Above and Beyond strives to create aerial theatre; work that will engage an audience’s brain, rather than presenting tricks alone. ‘Just doing stuff is not enough’, explains Wright, ‘Monkeys do tricks; we do performance’
His team are drawn from the vast network of artists Wright encounters in his own teaching and creative practise and, as well as employing established international performers, the company also serves the important function of a stepping stone into the profession for emerging artists.
On the first night of the festival, I join the gathering crowds around the perimeter of the Above and Below enclosure, enjoying the still summer air and the rawly lit rig. Danny Chase‘s voice is clear over the PA system, announcing a show that will explore the history of aerial performance and a worldwide need to climb, through the three disciplines of rope, static trapeze and swinging trapeze, and three styles of ancient, traditional and contemporary.
The text is composed to challenge our assumptions of each distinction, raising questions about which act fits where amongst the definitions provided. While watching the show I find this confusing but, speaking to Wright afterwards, I can understand that the ambiguity is intentional. ‘It’s difficult to corral or box something in‘, the director explains, ‘These labels don’t mean so much. There’s always good circus and bad circus.‘ It seems that he wants us to re-evaluate our pre-conceived notions of categories, and see the interplay between their elements.
As in the classical circus format, individual acts are presented as separate pieces, with no cohesive aesthetic or theme beyond a stylistic showcase. Among the 18 performers, many are unremarkable or lacklustre tonight. I find the overall concept interesting, but without enough depth in its delivery. What’s disturbing though, are the factual inaccuracies. Jules Léotard’s invention of the flying trapeze was as a solo bar-to-bar routine, and the human catcher was a later development by aerialists who followed. Being told that Léotard pioneered the cradle catch and partner flying really grates on me. (It’s also frustrating that the internet’s copy’n’paste syndrome has provided the online world with hundreds of articles that neglect to mention the exact nature of Léotard’s invention of the form, which no doubt furthers these misconceptions).
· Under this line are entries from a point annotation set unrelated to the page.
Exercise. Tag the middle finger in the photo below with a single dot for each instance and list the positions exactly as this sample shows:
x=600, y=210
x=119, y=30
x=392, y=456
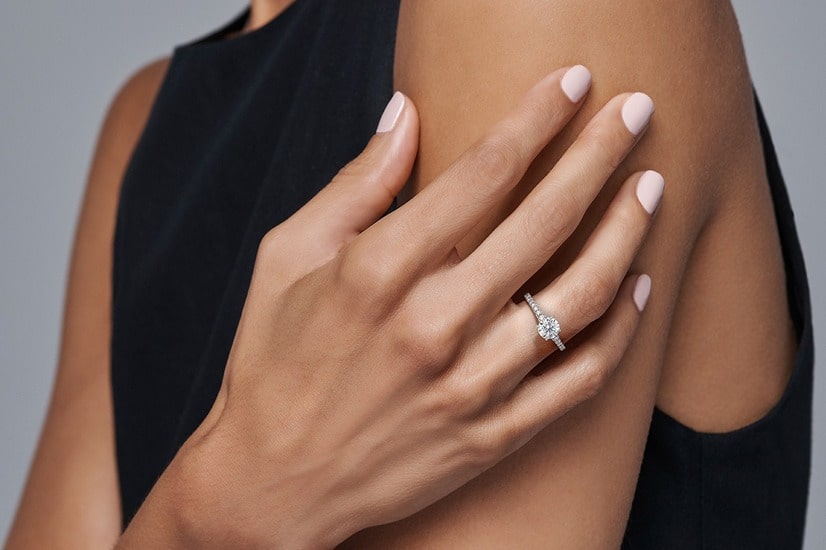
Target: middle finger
x=524, y=241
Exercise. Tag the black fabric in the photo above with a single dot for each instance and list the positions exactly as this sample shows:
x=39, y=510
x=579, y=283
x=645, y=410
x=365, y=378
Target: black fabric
x=246, y=129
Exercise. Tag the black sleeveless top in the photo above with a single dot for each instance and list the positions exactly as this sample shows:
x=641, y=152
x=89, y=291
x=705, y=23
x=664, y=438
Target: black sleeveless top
x=243, y=132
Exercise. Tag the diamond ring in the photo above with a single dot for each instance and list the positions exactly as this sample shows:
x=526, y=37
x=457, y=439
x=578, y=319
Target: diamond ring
x=548, y=327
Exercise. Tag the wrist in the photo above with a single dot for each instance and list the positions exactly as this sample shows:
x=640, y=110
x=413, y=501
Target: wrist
x=211, y=496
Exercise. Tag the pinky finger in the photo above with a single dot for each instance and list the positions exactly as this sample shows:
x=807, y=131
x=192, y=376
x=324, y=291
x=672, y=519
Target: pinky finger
x=539, y=400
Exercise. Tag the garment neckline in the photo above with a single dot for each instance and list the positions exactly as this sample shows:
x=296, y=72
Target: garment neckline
x=221, y=39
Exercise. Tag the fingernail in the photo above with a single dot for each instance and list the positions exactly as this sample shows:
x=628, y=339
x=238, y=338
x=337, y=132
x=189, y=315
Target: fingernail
x=641, y=291
x=637, y=111
x=391, y=113
x=650, y=190
x=575, y=82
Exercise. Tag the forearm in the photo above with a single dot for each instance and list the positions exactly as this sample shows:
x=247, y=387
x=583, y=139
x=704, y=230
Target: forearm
x=193, y=505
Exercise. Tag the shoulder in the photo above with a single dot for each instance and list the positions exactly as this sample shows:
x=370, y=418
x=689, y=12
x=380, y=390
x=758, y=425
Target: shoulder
x=130, y=106
x=687, y=56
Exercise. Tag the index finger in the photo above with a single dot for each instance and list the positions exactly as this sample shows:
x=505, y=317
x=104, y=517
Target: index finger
x=432, y=222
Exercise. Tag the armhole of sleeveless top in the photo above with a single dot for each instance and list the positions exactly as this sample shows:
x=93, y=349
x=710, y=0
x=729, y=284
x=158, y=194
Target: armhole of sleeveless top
x=797, y=392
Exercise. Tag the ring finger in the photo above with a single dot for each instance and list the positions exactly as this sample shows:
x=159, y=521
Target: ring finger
x=578, y=296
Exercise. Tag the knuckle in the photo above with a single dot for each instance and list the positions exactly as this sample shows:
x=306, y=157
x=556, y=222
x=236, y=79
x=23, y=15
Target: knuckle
x=595, y=374
x=367, y=280
x=465, y=395
x=487, y=445
x=551, y=219
x=423, y=342
x=593, y=294
x=496, y=158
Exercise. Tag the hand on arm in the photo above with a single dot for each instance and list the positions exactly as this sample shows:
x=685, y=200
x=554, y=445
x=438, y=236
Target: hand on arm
x=366, y=379
x=574, y=482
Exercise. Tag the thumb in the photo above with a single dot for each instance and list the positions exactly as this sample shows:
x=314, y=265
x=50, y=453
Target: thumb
x=364, y=189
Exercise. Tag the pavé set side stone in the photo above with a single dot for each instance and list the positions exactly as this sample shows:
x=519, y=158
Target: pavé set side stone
x=548, y=327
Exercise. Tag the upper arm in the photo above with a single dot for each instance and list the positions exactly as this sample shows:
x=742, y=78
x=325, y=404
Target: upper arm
x=71, y=496
x=464, y=68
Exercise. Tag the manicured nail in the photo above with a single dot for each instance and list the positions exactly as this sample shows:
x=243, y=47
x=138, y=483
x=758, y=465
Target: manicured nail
x=641, y=291
x=575, y=82
x=637, y=111
x=650, y=190
x=391, y=113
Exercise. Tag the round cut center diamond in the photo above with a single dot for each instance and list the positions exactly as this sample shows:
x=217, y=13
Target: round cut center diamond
x=548, y=327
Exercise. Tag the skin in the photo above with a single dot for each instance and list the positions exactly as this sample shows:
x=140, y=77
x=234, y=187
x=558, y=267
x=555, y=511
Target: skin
x=573, y=483
x=579, y=473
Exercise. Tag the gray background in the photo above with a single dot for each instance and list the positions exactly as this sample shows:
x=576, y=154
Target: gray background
x=61, y=62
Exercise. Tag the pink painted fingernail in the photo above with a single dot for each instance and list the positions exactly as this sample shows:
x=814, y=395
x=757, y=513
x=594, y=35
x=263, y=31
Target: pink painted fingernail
x=637, y=111
x=391, y=113
x=575, y=82
x=650, y=190
x=641, y=291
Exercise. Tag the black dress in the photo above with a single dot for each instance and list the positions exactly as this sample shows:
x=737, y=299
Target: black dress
x=243, y=132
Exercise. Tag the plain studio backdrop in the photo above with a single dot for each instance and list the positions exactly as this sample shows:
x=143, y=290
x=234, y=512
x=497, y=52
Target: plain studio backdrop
x=61, y=63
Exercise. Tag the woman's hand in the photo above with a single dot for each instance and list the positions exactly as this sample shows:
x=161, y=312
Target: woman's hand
x=374, y=370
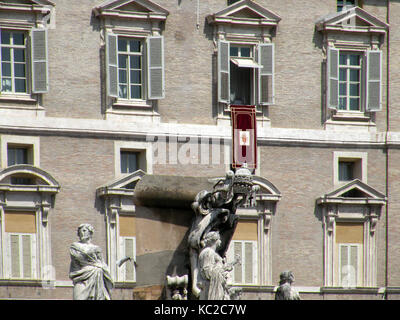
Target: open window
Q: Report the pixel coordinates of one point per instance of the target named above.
(353, 90)
(245, 59)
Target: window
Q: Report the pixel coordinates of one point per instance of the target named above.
(23, 55)
(125, 67)
(13, 62)
(20, 232)
(24, 225)
(129, 161)
(244, 245)
(245, 57)
(242, 79)
(16, 65)
(349, 253)
(341, 4)
(131, 156)
(242, 73)
(350, 219)
(130, 71)
(346, 170)
(134, 58)
(17, 155)
(353, 67)
(345, 80)
(349, 81)
(19, 150)
(127, 248)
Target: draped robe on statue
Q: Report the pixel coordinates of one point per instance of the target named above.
(90, 275)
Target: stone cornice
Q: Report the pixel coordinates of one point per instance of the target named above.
(143, 131)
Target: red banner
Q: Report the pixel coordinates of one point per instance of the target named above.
(244, 136)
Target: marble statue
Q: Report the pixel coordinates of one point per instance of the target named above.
(213, 269)
(216, 211)
(285, 290)
(88, 272)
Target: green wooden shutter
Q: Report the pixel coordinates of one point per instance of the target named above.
(237, 269)
(15, 256)
(266, 74)
(40, 83)
(112, 65)
(333, 78)
(374, 77)
(223, 71)
(155, 68)
(128, 249)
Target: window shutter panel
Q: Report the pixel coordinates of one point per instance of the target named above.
(354, 263)
(374, 75)
(333, 78)
(266, 94)
(223, 71)
(1, 59)
(26, 256)
(40, 82)
(248, 262)
(237, 269)
(128, 249)
(155, 67)
(129, 265)
(112, 65)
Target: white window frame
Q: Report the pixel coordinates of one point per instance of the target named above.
(360, 272)
(27, 62)
(242, 265)
(30, 19)
(32, 143)
(38, 199)
(351, 157)
(143, 53)
(121, 254)
(361, 68)
(33, 257)
(145, 149)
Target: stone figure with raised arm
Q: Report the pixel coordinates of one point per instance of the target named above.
(90, 275)
(215, 211)
(213, 269)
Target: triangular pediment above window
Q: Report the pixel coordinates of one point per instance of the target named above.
(131, 9)
(245, 12)
(353, 19)
(124, 185)
(24, 177)
(354, 191)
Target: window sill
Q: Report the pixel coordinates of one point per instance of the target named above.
(124, 285)
(351, 116)
(21, 282)
(16, 97)
(356, 290)
(132, 104)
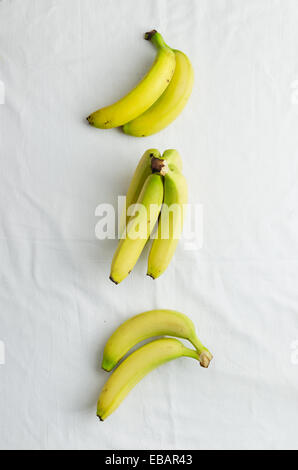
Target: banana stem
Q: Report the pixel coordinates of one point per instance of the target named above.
(160, 166)
(155, 38)
(191, 353)
(205, 356)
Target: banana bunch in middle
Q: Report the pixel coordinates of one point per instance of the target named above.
(158, 190)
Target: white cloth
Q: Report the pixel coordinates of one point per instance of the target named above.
(62, 59)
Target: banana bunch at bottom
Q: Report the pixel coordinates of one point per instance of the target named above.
(157, 100)
(158, 190)
(139, 328)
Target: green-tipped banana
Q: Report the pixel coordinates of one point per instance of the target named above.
(171, 103)
(142, 172)
(144, 94)
(135, 367)
(170, 223)
(147, 325)
(139, 228)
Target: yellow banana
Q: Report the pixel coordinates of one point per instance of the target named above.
(171, 103)
(170, 222)
(147, 325)
(139, 228)
(141, 173)
(134, 368)
(144, 94)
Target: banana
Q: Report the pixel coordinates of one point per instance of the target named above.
(141, 173)
(170, 222)
(139, 228)
(134, 368)
(144, 94)
(147, 325)
(171, 103)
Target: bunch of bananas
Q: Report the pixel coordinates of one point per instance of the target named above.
(157, 190)
(155, 353)
(157, 100)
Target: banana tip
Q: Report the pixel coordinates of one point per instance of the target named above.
(205, 359)
(149, 35)
(90, 120)
(111, 279)
(151, 275)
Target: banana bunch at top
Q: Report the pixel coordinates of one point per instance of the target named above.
(157, 100)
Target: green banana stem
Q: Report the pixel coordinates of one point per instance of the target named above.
(205, 356)
(160, 166)
(156, 38)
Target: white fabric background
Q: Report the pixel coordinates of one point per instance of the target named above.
(59, 61)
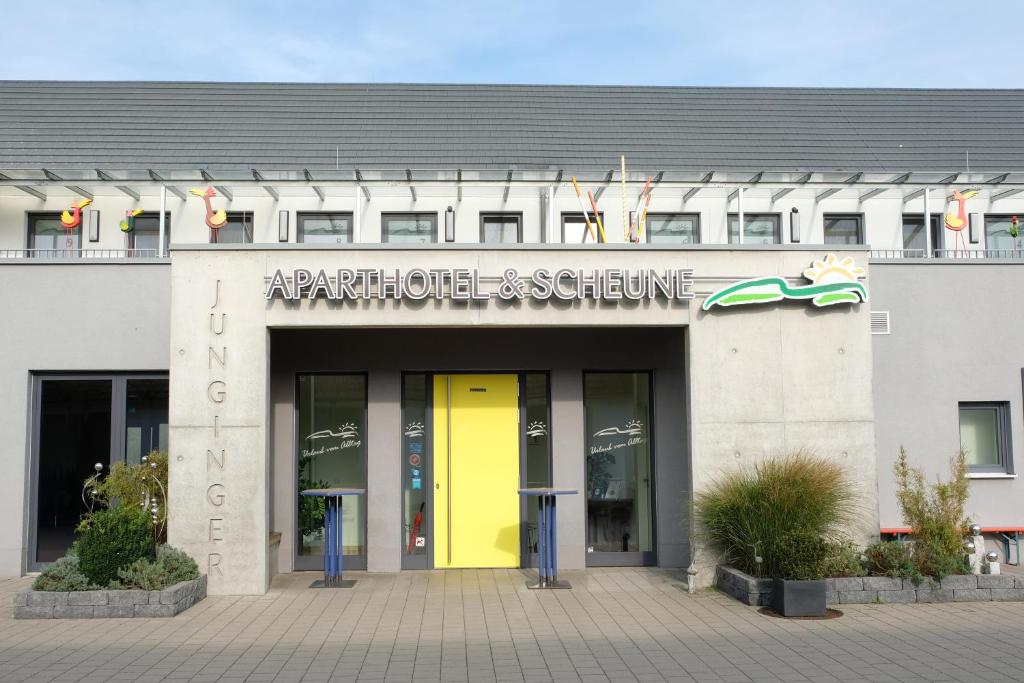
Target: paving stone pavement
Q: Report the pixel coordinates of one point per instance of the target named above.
(614, 625)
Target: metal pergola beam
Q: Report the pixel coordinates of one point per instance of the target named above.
(75, 188)
(360, 182)
(220, 188)
(409, 177)
(607, 181)
(127, 190)
(693, 190)
(309, 178)
(269, 190)
(174, 190)
(28, 190)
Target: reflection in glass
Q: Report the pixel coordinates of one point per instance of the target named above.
(410, 227)
(145, 418)
(619, 501)
(538, 447)
(332, 422)
(414, 464)
(760, 228)
(325, 228)
(74, 434)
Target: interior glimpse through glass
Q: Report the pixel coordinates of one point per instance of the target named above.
(617, 442)
(332, 423)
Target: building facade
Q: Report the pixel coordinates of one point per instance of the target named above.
(403, 296)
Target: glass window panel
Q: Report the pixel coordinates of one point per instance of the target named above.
(500, 229)
(414, 464)
(146, 232)
(673, 228)
(844, 229)
(617, 438)
(74, 434)
(538, 439)
(49, 238)
(145, 418)
(574, 229)
(332, 424)
(410, 228)
(980, 434)
(325, 228)
(997, 233)
(238, 229)
(759, 228)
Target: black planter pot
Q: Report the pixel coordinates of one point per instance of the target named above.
(799, 598)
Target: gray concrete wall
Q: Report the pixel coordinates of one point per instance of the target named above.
(955, 335)
(78, 316)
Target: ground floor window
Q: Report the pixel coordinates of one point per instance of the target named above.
(620, 524)
(332, 453)
(81, 421)
(984, 429)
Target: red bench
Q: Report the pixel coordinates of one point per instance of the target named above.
(1009, 536)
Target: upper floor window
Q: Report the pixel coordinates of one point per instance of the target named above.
(844, 228)
(997, 236)
(984, 431)
(146, 232)
(501, 228)
(325, 228)
(673, 228)
(409, 227)
(759, 228)
(574, 229)
(48, 238)
(914, 238)
(238, 229)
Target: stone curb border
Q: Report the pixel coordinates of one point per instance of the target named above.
(864, 590)
(107, 604)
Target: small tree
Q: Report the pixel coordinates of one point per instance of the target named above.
(935, 514)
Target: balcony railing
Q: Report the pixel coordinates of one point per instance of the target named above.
(955, 254)
(80, 253)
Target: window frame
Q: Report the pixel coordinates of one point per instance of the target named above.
(672, 214)
(1004, 435)
(407, 214)
(502, 214)
(301, 216)
(749, 216)
(999, 216)
(236, 214)
(861, 227)
(576, 216)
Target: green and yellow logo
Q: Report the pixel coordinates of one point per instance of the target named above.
(833, 281)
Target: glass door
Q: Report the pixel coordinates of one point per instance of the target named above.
(620, 520)
(332, 453)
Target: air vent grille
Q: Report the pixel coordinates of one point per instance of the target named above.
(880, 323)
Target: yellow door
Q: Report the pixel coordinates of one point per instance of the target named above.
(476, 471)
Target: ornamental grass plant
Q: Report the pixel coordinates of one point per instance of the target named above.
(780, 518)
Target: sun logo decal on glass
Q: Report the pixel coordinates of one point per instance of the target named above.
(834, 281)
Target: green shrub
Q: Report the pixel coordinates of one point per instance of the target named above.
(935, 514)
(114, 539)
(64, 575)
(170, 566)
(892, 558)
(845, 559)
(745, 513)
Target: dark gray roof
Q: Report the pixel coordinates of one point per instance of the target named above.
(136, 125)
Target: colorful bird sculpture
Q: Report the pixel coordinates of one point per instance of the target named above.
(214, 219)
(73, 220)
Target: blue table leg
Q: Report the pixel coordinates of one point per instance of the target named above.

The isolation of each act allows us to see each on its own merits, and Milena Lippuner and Hannah Yellak’s doubles trapeze provides good rhythms and a nice repertoire of tricks for such a short act. Larissa Dingler and Sonja Müller-Götte, also on doubles trapeze, present one of the evening’s most memorable numbers, with a real sense of purpose behind their creative use of the equipment and each other. I especially enjoy watching them because they seem to be enjoying themselves, and its satisfying to see the pair continue to play their roles even after dismount.
Colette Orler‘s contortion act – with matching mannequin legs – is fascinating, giving the impression of a one-woman acrobalance. It’s presented on a raised stage, and narrator Chase asks us to consider ‘what makes a performance ‘aerial?” Although I can’t accept that a regular stage at height can fall into the category, I like the provocative questioning.
I enjoy seeing the unusual swinging swivel lyra of Rachel Mayes, and Nils Wollschläger and Julia Knaust’s knee perch, which is used to strong symbolic effect, and is also very interesting within the context of evolving notions of ‘trapeze’.
Wright is proving his worth tonight on the safety lunge for the swinging performers, and is rewarded by a generous cheer when he takes to the fly-bar in the finale .
With a few exceptions, the form tonight has not been top-notch, and re-rig transitions have been dead space, but we have seen a variety of styles to remind us how vast a beast ‘aerial performance’ is, and the spectacle of night-time open-air aerial work is unusual.
In the words of the show itself, ‘Contemporary does not mean uncharted‘ and, through the reviews on this website, I hope to do my part in ensuring the evolution of circus arts continues to leave its traces and trails for the future.